Stompin’ Tom Connors dies of natural causes at the age of 77
Country-folk singer Tom Connors has died of natural causes age 77, his promoter has announced.
Known as Stompin’ Tom and one of Canada’s biggest cultural figures, Tom Connors embraced vibrant patriotic themes.
Tom Connors would often lament that other Canadian songwriters never seemed to sing about their country.
Three of his best-known songs – Sudbury Saturday Night, Bud the Spud and The Hockey Song – play at every home game of the Toronto Maple Leafs hockey team.
Tom Connors had been in declining health and in recent days he wrote on his website that Canada made him feel “inspired with its beauty, character and spirit”.
The singer earned the nickname Stompin’ Tom by his habit of thumping the stage with his left foot during performances.
In 2008, Tom Connors said: “I don’t know why I seem to be the only one, or almost the only one, writing about this country.
“This country is the most underwritten country in the world as far as songs are concerned. We starve. The people in this country are starving for songs about their homeland.”
Canadian Prime Minister Stephen Harper said on Twitter: “We have lost a true Canadian original.
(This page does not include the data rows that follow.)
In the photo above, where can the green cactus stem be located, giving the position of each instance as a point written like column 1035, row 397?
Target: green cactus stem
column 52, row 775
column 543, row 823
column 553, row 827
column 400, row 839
RIP Stompin’ Tom Connors. You played the best game that could be played.”
And the National Hockey League tweeted: “Sad to hear that legendary Canadian Stompin’ Tom Connors has passed. His legacy lives on in arenas every time The Hockey Song is played.”
Tom Connors was born on February 9, 1936, in Saint John, New Brunswick. His mother was an unmarried teenager and in an autobiography he describes hitch-hiking with her as a three-year-old and having to beg at age four.
Eventually he was placed in the care of a charity and was adopted by a family on Prince Edward Island, but he ran away four years later and criss-crossed the country, hitch-hiking.
At age 14, Tom Connors is said to have bought his first guitar. Later he did odd jobs in the towns he passed through – working as a grave digger, tobacco picker, fry cook, and on fishing boats.
His first job as a singer came at the Maple Leaf Hotel in Timmins, Ontario, when the barman agreed to give him a beer if he would play a few songs. Tom Connors quickly earned a 14-month contract to play regularly there.
Tom Connors’s first album followed three years later, featuring one of his hit songs, Bud the Spud. Many of his hundreds of subsequent songs were based on his experiences on the road as a teenager.
He was honored with the Order of Canada in 1996 and was featured on a postage stamp.
Tom Connors is survived by his wife, two daughters, two sons, and several grandchildren.